Roth – Existe um mundo de gente que está compondo e produzido para o TikTok, para a rede XYZ, como se estivessem fazendo jingle. Estão fabricando músicas para fazer dancinhas. Estamos na era na dancinha. De cada 10 comerciais que fazemos na Lua Nova hoje, 7 tem que ter a dancinha. Particularmente sempre acho isso muito pobre: alguém inventa um filão, todo mundo vai e corre atrás desse filão. Lamento muito, acho que os caminhos são tantos, mas, ok é o que está na moda, é o que todo mundo quer. Como as ferramentas de criação, produção e divulgação estão aí a disposição de todo mundo, isso é um caminho que acontece muito. Agora, isso tem um efeito muito ruim. Eu sou curador e, por ter sido jurado do Ídolos, sou muito convidado para ser jurado e curador de festivais, o que acho ótimo porque me dá um panorama muito claro sobre a criação e a produção musical no país. Não faz muito tempo, fui curador do festival de música sertaneja. Eram 275 músicas que foram selecionadas e eu tinha que ouvir porque já tinha vindo uma primeira seleção. Todas pareciam filhotes da mesma mãe, com o mesmo approach e letra, mesma estética sobre cerveja, caçamba, mulher e balada, numa pobreza impressionante. Isso porque o universo sertanejo é riquíssimo. A música brasileira é muito rica, mas, de repente, tem essa coisa de todo mundo ir pelo mesmo caminho. Parece que fazer direito dá trabalho, as pessoas tem preguiça de pensar, mas eu continuo tentando fazer direito, continuo tentando fazer algo mais perene, algo que fique. Porque a verdade é essa: essas coisas todas vão ser analisadas daqui a 50, 100 anos exatamente sobre esse olhar – e que bom, isso era a cultura da época, isso é um retrato do que as pessoas gostavam e consumiam. Essas massificações interessam exatamente para essas grandes redes que faturam futuras em cima disso.

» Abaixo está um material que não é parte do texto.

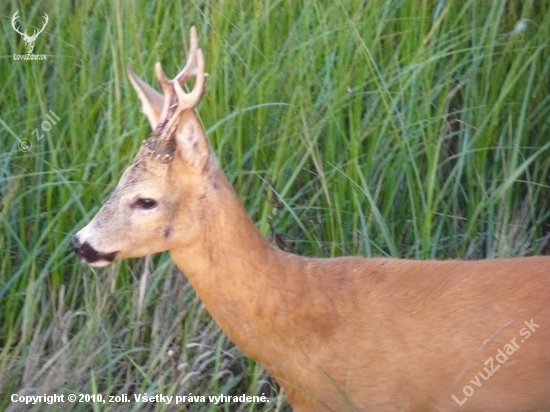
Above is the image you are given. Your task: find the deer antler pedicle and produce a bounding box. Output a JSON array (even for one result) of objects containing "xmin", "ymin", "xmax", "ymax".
[
  {"xmin": 11, "ymin": 10, "xmax": 50, "ymax": 54},
  {"xmin": 128, "ymin": 26, "xmax": 208, "ymax": 161}
]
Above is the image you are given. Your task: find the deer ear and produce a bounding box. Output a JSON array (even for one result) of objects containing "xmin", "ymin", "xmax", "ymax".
[
  {"xmin": 176, "ymin": 109, "xmax": 211, "ymax": 172},
  {"xmin": 127, "ymin": 66, "xmax": 164, "ymax": 130}
]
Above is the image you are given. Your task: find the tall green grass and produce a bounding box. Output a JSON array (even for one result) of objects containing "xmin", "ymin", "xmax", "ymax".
[{"xmin": 0, "ymin": 0, "xmax": 550, "ymax": 411}]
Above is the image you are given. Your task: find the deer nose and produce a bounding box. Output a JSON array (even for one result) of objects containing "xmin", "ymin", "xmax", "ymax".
[{"xmin": 71, "ymin": 236, "xmax": 99, "ymax": 262}]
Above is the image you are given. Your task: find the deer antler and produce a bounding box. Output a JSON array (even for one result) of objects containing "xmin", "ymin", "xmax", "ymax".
[
  {"xmin": 25, "ymin": 13, "xmax": 50, "ymax": 40},
  {"xmin": 155, "ymin": 26, "xmax": 208, "ymax": 130}
]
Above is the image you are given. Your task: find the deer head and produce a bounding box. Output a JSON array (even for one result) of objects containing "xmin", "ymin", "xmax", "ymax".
[
  {"xmin": 71, "ymin": 27, "xmax": 213, "ymax": 266},
  {"xmin": 11, "ymin": 10, "xmax": 49, "ymax": 54}
]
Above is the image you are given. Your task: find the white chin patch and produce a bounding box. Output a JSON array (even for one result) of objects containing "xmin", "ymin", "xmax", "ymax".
[{"xmin": 86, "ymin": 260, "xmax": 113, "ymax": 268}]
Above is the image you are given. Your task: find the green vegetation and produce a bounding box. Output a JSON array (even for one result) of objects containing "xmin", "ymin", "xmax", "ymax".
[{"xmin": 0, "ymin": 0, "xmax": 550, "ymax": 411}]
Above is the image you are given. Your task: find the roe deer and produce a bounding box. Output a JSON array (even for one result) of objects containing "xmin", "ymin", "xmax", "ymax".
[{"xmin": 71, "ymin": 28, "xmax": 550, "ymax": 412}]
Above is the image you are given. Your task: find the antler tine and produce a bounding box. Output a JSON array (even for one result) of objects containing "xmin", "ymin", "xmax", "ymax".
[
  {"xmin": 174, "ymin": 49, "xmax": 206, "ymax": 110},
  {"xmin": 155, "ymin": 62, "xmax": 173, "ymax": 127},
  {"xmin": 174, "ymin": 26, "xmax": 199, "ymax": 84}
]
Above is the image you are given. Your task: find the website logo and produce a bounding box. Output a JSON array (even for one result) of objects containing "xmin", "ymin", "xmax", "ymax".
[{"xmin": 11, "ymin": 10, "xmax": 49, "ymax": 60}]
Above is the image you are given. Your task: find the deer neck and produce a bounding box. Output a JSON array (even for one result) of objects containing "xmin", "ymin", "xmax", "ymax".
[{"xmin": 170, "ymin": 172, "xmax": 299, "ymax": 369}]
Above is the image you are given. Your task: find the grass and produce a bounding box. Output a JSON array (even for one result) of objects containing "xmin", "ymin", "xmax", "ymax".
[{"xmin": 0, "ymin": 0, "xmax": 550, "ymax": 411}]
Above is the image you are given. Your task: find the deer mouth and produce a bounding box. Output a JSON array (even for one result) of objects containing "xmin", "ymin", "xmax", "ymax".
[{"xmin": 71, "ymin": 236, "xmax": 118, "ymax": 266}]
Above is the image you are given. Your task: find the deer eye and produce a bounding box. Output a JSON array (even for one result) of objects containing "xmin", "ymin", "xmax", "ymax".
[{"xmin": 133, "ymin": 198, "xmax": 157, "ymax": 210}]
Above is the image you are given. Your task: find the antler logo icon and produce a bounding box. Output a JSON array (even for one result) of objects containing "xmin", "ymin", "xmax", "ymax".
[{"xmin": 11, "ymin": 10, "xmax": 49, "ymax": 54}]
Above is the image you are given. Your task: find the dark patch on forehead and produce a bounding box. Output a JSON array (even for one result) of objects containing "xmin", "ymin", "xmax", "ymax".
[{"xmin": 143, "ymin": 108, "xmax": 181, "ymax": 163}]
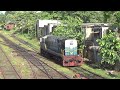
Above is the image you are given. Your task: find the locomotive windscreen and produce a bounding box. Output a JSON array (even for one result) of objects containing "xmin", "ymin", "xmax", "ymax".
[{"xmin": 65, "ymin": 40, "xmax": 77, "ymax": 56}]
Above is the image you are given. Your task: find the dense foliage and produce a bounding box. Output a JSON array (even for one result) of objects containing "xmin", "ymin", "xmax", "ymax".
[{"xmin": 97, "ymin": 31, "xmax": 120, "ymax": 65}]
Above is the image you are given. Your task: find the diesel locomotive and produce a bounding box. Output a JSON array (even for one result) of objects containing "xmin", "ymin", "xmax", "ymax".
[{"xmin": 40, "ymin": 35, "xmax": 83, "ymax": 66}]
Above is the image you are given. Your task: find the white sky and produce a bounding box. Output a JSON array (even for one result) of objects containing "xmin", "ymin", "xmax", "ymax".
[{"xmin": 0, "ymin": 11, "xmax": 5, "ymax": 13}]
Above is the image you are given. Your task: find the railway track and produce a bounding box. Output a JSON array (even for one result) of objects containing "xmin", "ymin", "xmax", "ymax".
[
  {"xmin": 0, "ymin": 46, "xmax": 22, "ymax": 79},
  {"xmin": 12, "ymin": 35, "xmax": 105, "ymax": 79},
  {"xmin": 69, "ymin": 67, "xmax": 105, "ymax": 79},
  {"xmin": 0, "ymin": 34, "xmax": 69, "ymax": 79}
]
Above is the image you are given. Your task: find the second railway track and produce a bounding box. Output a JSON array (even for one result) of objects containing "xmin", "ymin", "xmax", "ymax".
[
  {"xmin": 0, "ymin": 46, "xmax": 22, "ymax": 79},
  {"xmin": 12, "ymin": 35, "xmax": 105, "ymax": 79},
  {"xmin": 0, "ymin": 34, "xmax": 69, "ymax": 79}
]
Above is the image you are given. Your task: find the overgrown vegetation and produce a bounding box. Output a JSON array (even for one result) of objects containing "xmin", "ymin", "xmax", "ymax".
[{"xmin": 98, "ymin": 30, "xmax": 120, "ymax": 65}]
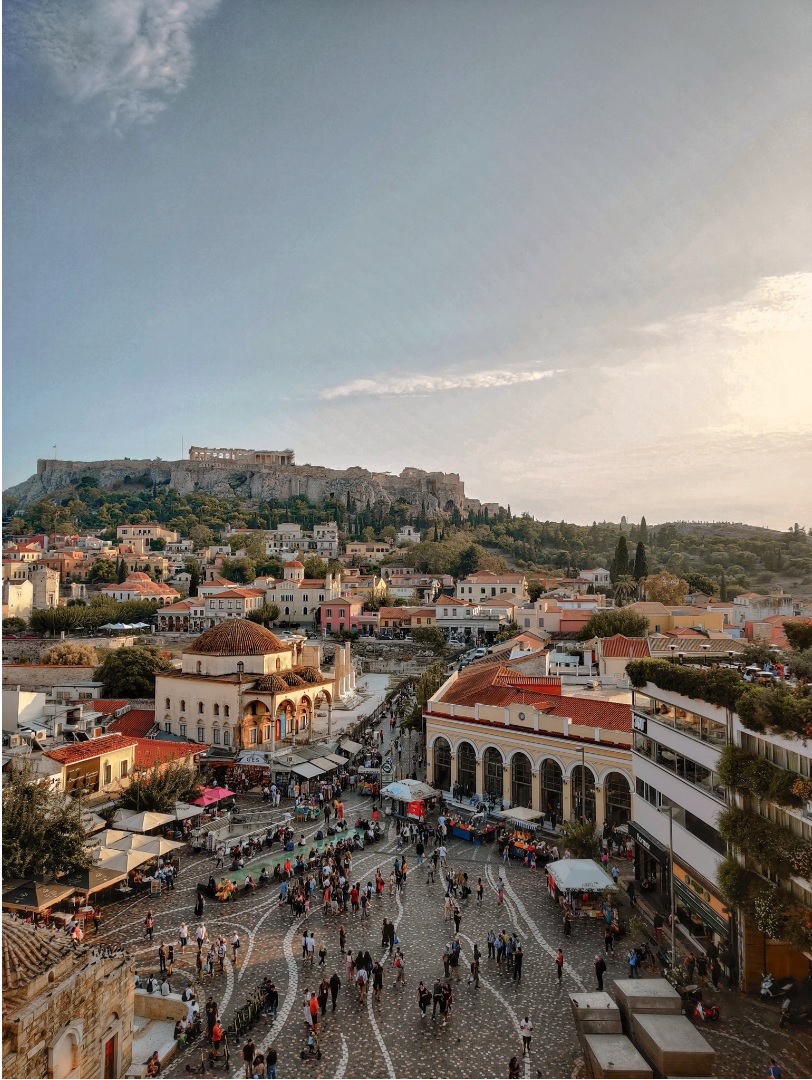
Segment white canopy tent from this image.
[547,859,615,892]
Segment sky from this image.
[2,0,812,529]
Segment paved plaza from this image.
[93,738,812,1078]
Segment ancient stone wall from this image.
[4,458,465,516]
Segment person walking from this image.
[518,1010,533,1057]
[626,948,640,978]
[243,1036,256,1080]
[330,971,341,1020]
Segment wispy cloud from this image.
[14,0,219,130]
[319,368,560,401]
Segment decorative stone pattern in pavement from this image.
[90,747,812,1078]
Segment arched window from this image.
[540,758,564,821]
[457,743,476,795]
[511,754,532,807]
[434,739,451,792]
[484,746,502,799]
[604,772,632,825]
[570,765,595,821]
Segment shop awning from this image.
[547,859,615,892]
[289,761,324,780]
[310,757,338,772]
[3,881,76,912]
[59,866,126,895]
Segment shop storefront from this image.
[627,821,671,895]
[674,862,730,944]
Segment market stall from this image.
[546,859,621,933]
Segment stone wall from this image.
[2,953,134,1080]
[4,459,465,516]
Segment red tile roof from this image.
[44,734,136,765]
[108,708,155,739]
[90,698,130,714]
[439,663,632,731]
[133,739,208,769]
[600,634,650,660]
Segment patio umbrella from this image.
[97,848,155,874]
[116,810,175,833]
[92,828,133,848]
[110,833,184,855]
[381,780,437,802]
[59,866,126,895]
[3,881,76,912]
[194,787,234,807]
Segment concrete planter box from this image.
[582,1035,652,1080]
[632,1013,716,1077]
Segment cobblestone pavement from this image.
[99,773,812,1078]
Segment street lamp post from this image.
[660,806,678,968]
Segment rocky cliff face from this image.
[3,459,471,515]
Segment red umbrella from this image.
[194,787,234,807]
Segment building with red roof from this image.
[423,661,634,827]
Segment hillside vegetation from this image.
[4,476,812,596]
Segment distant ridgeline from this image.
[4,446,499,518]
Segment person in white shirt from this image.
[518,1016,532,1057]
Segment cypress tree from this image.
[634,540,649,581]
[609,534,628,581]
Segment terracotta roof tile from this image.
[44,734,136,765]
[107,708,155,739]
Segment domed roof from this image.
[2,913,79,994]
[185,619,292,657]
[254,675,289,693]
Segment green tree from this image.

M&M – Como esse novo universo afeta a gestão de carreiras?
Roth – Eu tenho a Lua Nova, que é uma produtora de conteúdo e de publicidade, e sou sócio da LMS que é uma empresa de gestão de carreiras artísticas. Nós cuidamos da Pitty, Fresno, Felipe Ret, Marcelo D2, Mc Tha etc. São artistas com características diferentes, mas o tema redes é comum a todos, é algo que você não pode ignorar. São artistas com públicos completamente diversos, mas todos esses públicos estão nas redes. Então, o post nas redes, como colocar essa ou aquela música ou aquele aviso de show, passaram a ser mais uma preocupação, sem sombra de dúvida. Mas na parte do conteúdo, propriamente dito, interferimos muito pouco. Podemos emular o artista, dependendo do caso, a estar atento a esse ou aquele fato, a trazer algo novo ou diferente, eventualmente fazer um feat de pertinência. Isso hoje, na gestão da carreira, também faz parte das preocupações. Você não pode simplesmente ignorar, pelo contrário, porque é uma forma clara de atingir exatamente o maior número de pessoas que não está mais na frente da televisão, estão nas redes e na internet.